Он прикоснулся к следующей машине, потом к еще одной. Все они были настолько грязные, что он мог без труда написать на любой собственное имя и при этом не опасаться, что поцарапает краску.
Макклей представил, как выглядит со стороны, прохаживаясь вдоль этих машин — Боже упаси! — причем вообразил, что оказался здесь год спустя и вновь увидел все эти машины. Те же самые.
А что, если некоторые из этих машин действительно брошенные? — устало подумал он. Мотор перегрелся, что-то там взорвалось, сломалось посреди дороги — вот владельцы и бросили их, а потом решили не возвращаться. Кто знает? Или это дорожную полицию волнует, что ли? Интересно, а станут их здесь месяцами, а то и годами держать, вроде сараев змееловов рядом с шоссе?
Интересная мысль. В голове Макклея продолжало звенеть. Он чуть изогнулся назад и сделал глубокий вдох, насколько это было возможно на такой высоте. И тут же что-то услышал.
Слабое, легкое, почти незаметное постукивание. Это напомнило ему звук бегущих ног, но потом он поднял взгляд на висевшую над головой лампу.
Сотни мотыльков бились о вытянутый плафон; их мягкие тела кружили вокруг, подлетали, ударяясь о стекло, а потом снова устремлялись вдаль. Это продолжалось без конца. В свете лампы их крылья казались полупрозрачными.
Он сделал еще один глубокий вдох и вернулся к машине. Ему было слышно легкое потрескивание, которое издавал постепенно остывавший корпус машины. Макклей машинально опустил руку на капот. Разумеется, теплый. А как колеса? Он прикоснулся к левому переднему. Тугое, горячее, как булка, которую только что извлекли из печи. Он поднес ладонь к глазам — на ней, подобно обуглившейся коже, остался след черной резины.

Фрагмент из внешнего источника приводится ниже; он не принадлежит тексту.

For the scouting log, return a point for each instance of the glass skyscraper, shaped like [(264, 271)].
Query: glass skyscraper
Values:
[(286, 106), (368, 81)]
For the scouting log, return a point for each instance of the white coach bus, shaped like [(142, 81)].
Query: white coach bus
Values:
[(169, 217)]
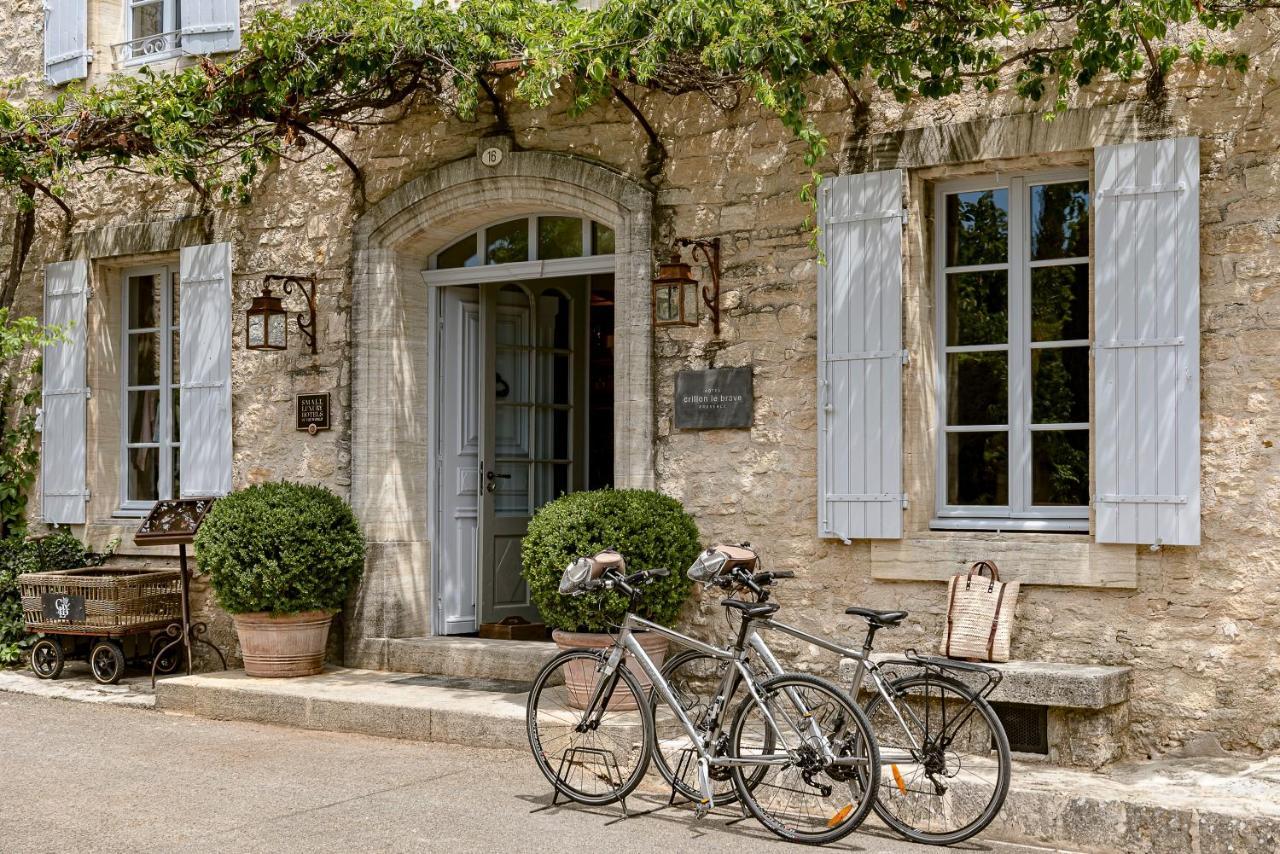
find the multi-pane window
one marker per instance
(150, 28)
(1014, 352)
(529, 238)
(150, 377)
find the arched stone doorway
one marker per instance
(392, 467)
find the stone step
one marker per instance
(464, 657)
(353, 700)
(1152, 807)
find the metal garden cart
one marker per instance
(113, 615)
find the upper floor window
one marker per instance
(152, 28)
(1013, 286)
(150, 377)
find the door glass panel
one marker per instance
(149, 19)
(560, 237)
(511, 493)
(507, 242)
(144, 301)
(144, 414)
(145, 359)
(978, 469)
(978, 228)
(1060, 220)
(144, 474)
(602, 240)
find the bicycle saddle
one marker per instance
(880, 619)
(752, 608)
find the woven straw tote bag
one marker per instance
(979, 615)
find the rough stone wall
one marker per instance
(1198, 628)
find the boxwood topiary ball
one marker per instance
(280, 548)
(649, 529)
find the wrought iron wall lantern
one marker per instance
(268, 322)
(676, 292)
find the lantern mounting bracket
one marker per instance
(709, 250)
(307, 286)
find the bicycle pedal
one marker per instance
(704, 785)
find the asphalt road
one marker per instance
(80, 777)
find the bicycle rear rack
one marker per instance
(941, 666)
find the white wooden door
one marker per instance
(458, 493)
(534, 405)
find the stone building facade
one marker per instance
(1196, 624)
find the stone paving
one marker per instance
(101, 779)
(1201, 805)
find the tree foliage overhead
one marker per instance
(329, 65)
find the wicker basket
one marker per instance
(117, 601)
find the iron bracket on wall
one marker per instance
(709, 250)
(307, 286)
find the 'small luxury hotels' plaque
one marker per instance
(716, 398)
(312, 412)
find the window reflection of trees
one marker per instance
(977, 313)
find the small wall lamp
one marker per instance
(266, 322)
(676, 291)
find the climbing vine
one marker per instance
(306, 76)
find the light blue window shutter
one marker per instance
(65, 41)
(1147, 342)
(64, 396)
(860, 357)
(210, 26)
(205, 396)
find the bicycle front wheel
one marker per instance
(593, 757)
(946, 775)
(790, 786)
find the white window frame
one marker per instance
(164, 416)
(531, 269)
(1020, 514)
(170, 30)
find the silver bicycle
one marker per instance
(799, 754)
(944, 753)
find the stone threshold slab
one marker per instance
(464, 657)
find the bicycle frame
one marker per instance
(626, 642)
(864, 667)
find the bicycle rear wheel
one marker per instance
(595, 758)
(946, 776)
(801, 798)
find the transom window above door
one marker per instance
(544, 237)
(1013, 286)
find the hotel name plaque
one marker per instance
(716, 398)
(312, 412)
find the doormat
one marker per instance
(462, 683)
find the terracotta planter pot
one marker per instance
(278, 645)
(580, 675)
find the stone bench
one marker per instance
(1084, 707)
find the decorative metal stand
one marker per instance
(174, 523)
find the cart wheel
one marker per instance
(169, 662)
(106, 661)
(46, 658)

Потом потянулся к ручке двери. К крылу машины резко подлетел мотылек — он смахнул его рукой, чиркнув пальцем по машине, отчего на ней остался короткий след.
Макклей присмотрелся и увидел волнистый, крапчатый узор, покрывавший его немытый автомобиль. И тут же все вспомнил. Дождь, вчерашний дождь, вода оставила потеки на слое пыли.

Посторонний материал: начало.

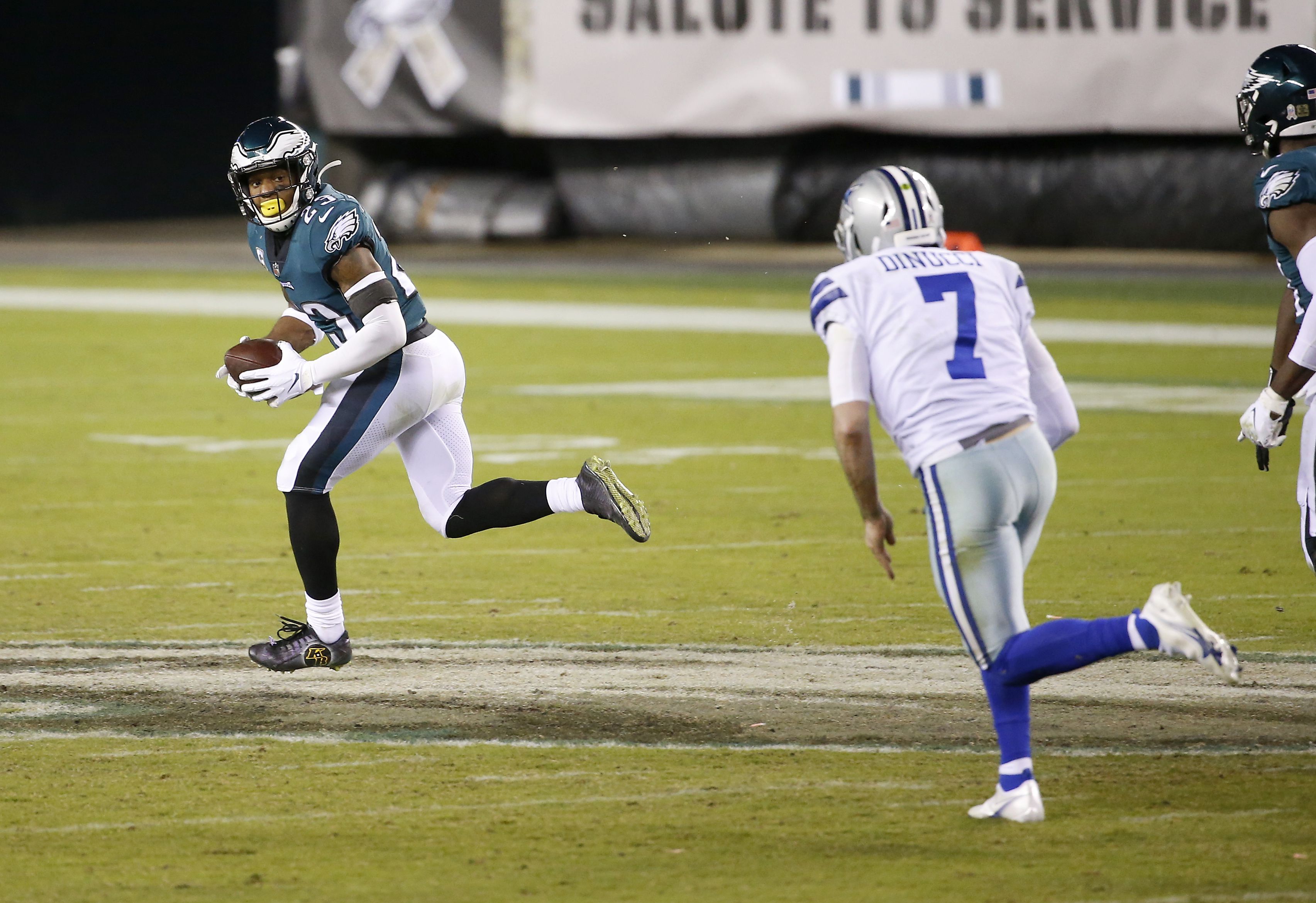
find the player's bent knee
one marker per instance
(439, 518)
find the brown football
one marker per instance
(252, 355)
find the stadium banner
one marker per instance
(403, 68)
(974, 68)
(737, 68)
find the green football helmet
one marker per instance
(266, 144)
(1278, 98)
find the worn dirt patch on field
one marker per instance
(906, 698)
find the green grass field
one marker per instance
(124, 523)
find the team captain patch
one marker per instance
(1274, 190)
(343, 229)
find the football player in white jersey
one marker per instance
(943, 344)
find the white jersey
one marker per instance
(944, 333)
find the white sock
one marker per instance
(325, 618)
(1135, 636)
(565, 496)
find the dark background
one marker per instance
(127, 111)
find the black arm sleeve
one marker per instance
(372, 297)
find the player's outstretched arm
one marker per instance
(294, 328)
(1057, 416)
(1267, 420)
(383, 331)
(855, 448)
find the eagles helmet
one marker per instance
(891, 207)
(265, 144)
(1278, 98)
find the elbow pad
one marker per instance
(1305, 347)
(369, 294)
(382, 333)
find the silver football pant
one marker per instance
(986, 509)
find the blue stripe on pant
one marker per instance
(947, 568)
(358, 409)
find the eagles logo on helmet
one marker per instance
(1276, 98)
(268, 144)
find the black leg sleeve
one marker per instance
(499, 503)
(314, 531)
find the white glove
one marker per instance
(1264, 423)
(287, 380)
(223, 373)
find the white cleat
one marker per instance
(1023, 803)
(1184, 634)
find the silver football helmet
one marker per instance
(891, 207)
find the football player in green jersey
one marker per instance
(1277, 115)
(391, 378)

Он глянул на соседнюю машину. Та тоже была испещрена пятнами высохших дождевых капель, однако, приблизив взгляд, он увидел, что водяные полоски вдоль и поперек пересекались другими, можно сказать, более свежими и поверхностными, а поверх их находились все новые и новые.

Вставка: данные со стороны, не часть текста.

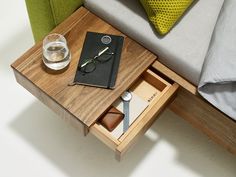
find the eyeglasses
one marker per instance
(103, 56)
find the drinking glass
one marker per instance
(56, 54)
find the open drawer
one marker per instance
(158, 101)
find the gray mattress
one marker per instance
(183, 49)
(218, 79)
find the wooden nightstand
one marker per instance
(81, 105)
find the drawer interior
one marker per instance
(156, 92)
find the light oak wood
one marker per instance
(147, 120)
(144, 121)
(202, 115)
(175, 77)
(83, 102)
(47, 100)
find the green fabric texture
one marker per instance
(45, 15)
(61, 9)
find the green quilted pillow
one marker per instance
(165, 13)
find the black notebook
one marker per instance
(102, 72)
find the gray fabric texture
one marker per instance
(183, 49)
(218, 79)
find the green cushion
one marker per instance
(46, 14)
(61, 9)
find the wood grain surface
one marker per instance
(84, 103)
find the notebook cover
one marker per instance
(105, 73)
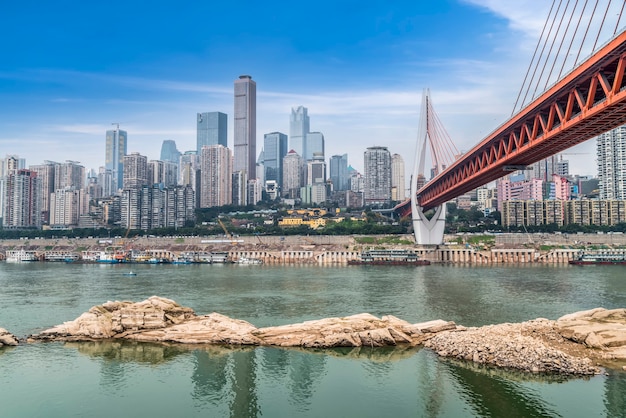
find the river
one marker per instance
(130, 379)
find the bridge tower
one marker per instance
(432, 136)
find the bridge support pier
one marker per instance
(429, 231)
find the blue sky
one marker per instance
(70, 69)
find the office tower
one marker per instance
(66, 206)
(45, 174)
(377, 176)
(69, 175)
(611, 153)
(135, 171)
(398, 185)
(314, 146)
(22, 200)
(298, 129)
(339, 172)
(169, 152)
(274, 150)
(216, 176)
(164, 173)
(245, 126)
(292, 175)
(116, 148)
(212, 129)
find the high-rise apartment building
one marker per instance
(292, 175)
(398, 185)
(377, 165)
(245, 126)
(298, 130)
(611, 153)
(135, 171)
(274, 150)
(212, 129)
(169, 152)
(22, 200)
(216, 176)
(116, 149)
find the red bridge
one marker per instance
(585, 103)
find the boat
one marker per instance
(18, 256)
(389, 258)
(600, 257)
(246, 260)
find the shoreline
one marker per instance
(329, 250)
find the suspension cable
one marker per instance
(580, 17)
(533, 58)
(601, 25)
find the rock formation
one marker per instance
(569, 345)
(7, 338)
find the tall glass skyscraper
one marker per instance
(298, 129)
(339, 172)
(116, 149)
(274, 150)
(245, 126)
(212, 129)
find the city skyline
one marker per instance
(361, 78)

Выходит, «файрберд» перенес здесь не один дождь. Макклей прикоснулся к его капоту. Холодный. Он поднял ладонь и увидел, что к большому пальцу прилип мертвый мотылек. Попытавшись стереть его новым прикосновением к капоту, он увидел, что на месте прежнего мертвого насекомого оказалось точно такое же, но уже другое. И тут он увидел бесчисленные, съежившиеся, мумифицированные тела мотыльков, плотными слоями покрывавшие весь капот и чуть похожие на пересохшую, шелушащуюся краску. Все его пальцы теперь покрывала пыльца с их крылышек.
Макклей устремил взгляд наверх. Высоко над головой, на фоне медленно перемешавшихся пластов кучевых облаков парили и извивались мотыльки. Выходило, что «файрберд» стоял здесь давно, очень давно. Ему хотелось забыть об этом, сделать так, чтобы мысль эта улетучилась сама собой.
Захотелось вернуться в машину, запереться, лечь и забыть обо всем, от всего отключиться. Как хотелось ему уснуть и проснуться, но уже в Лос-Анджелесе.
Но он не мог. Макклей обошел «файрберд» и скользнул взглядом по ряду остальных машин. Чуть поколебавшись, он двинулся вдоль них.
«Ле сэйбр». «Коугар». «Шеви-фургон». «Корвер». «Форд». «Мустанг». И все покрыты толстым слоем пыли. Он остановился у «Мустанга». Когда-то — интересно, когда именно? — машина эта была ярко-красной, можно сказать, ослепительно-красной; наверное, мальчишке какому-нибудь принадлежала. Но теперь его лобовое стекло стало матовым; корпус был покрыт слоем пыли и грязи странного, специфического оттенка, цвет которого он никак не мог определить.
Чувствуя себя кем-то вроде извращенца, который бродит по кинотеатру для автомобилистов, Макклей наклонился и прильнул к стеклу машины со стороны водителя.
На переднем сиденье смутно маячили два крупных объекта.
Он поднял руку. Подожди-ка… А что, если эти двое сейчас сидят и также разглядывают его, но уже со своей стороны стекла? Он постарался выбросить эту мысль из головы. Потом тремя пальцами протер небольшую брешь в плотно спекшейся коросте на стекле и почти прильнул к нему.